Resecurity’s account of events diverges sharply. Company representatives insist that the compromised systems were entirely unrelated to their core infrastructure. According to a report released on December 24, suspicious activity had already been detected in November. The security team identified signs of reconnaissance originating from an external source and traced IP addresses linked to Egypt and the Mullvad VPN service.
In response to the perceived threat, Resecurity deployed an isolated environment populated with falsified data, intentionally embedding an account that granted access to the monitored intruder.

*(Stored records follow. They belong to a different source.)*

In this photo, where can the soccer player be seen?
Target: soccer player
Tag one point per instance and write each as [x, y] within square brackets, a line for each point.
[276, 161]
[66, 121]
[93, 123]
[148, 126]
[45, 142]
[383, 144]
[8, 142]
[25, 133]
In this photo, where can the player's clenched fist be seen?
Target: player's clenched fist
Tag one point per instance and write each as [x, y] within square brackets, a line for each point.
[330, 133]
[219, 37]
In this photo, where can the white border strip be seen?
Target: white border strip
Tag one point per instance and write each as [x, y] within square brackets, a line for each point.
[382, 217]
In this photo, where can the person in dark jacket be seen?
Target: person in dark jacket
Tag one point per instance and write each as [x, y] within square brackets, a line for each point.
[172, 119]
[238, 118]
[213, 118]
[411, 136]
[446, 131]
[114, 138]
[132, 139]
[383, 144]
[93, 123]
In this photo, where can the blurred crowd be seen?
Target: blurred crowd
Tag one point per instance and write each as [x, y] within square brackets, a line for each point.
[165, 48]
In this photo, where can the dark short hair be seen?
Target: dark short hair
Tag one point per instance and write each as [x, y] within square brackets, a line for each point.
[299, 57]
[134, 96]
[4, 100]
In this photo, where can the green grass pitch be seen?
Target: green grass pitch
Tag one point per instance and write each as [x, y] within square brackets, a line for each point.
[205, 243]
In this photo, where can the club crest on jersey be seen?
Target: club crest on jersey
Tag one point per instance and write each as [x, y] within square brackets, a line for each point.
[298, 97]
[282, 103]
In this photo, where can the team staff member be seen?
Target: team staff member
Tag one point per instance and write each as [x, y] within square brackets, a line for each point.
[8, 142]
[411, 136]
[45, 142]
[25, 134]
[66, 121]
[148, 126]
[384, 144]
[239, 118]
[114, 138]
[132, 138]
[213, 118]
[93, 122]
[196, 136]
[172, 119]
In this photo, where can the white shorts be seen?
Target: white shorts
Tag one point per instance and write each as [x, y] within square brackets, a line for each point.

This environment contained fabricated records, including more than 28,000 fictitious user profiles and over 190,000 transactions structured to resemble the Stripe API. The objective of this honeypot was to gather intelligence on the attacker’s behavior, tactics, and tooling.
In December, Resecurity observed a large-scale automated data-exfiltration attempt, during which the attacker, operating through proxy networks, initiated nearly 190,000 requests. During the operation, intermittent connection failures briefly exposed some real IP addresses, which were subsequently shared with law enforcement authorities.
Additional fabricated data were later introduced into the decoy environment to prolong observation of the attacker’s behavior. This led to further operational errors on the adversary’s part, enabling investigators to narrow down the associated infrastructure and identify servers used to automate the attack. According to the company, one international law-enforcement partner has even initiated an extradition request based on the evidence collected.
As of publication, ShinyHunters have provided no further proof to support their claims, though they have promised to release additional information in the near future.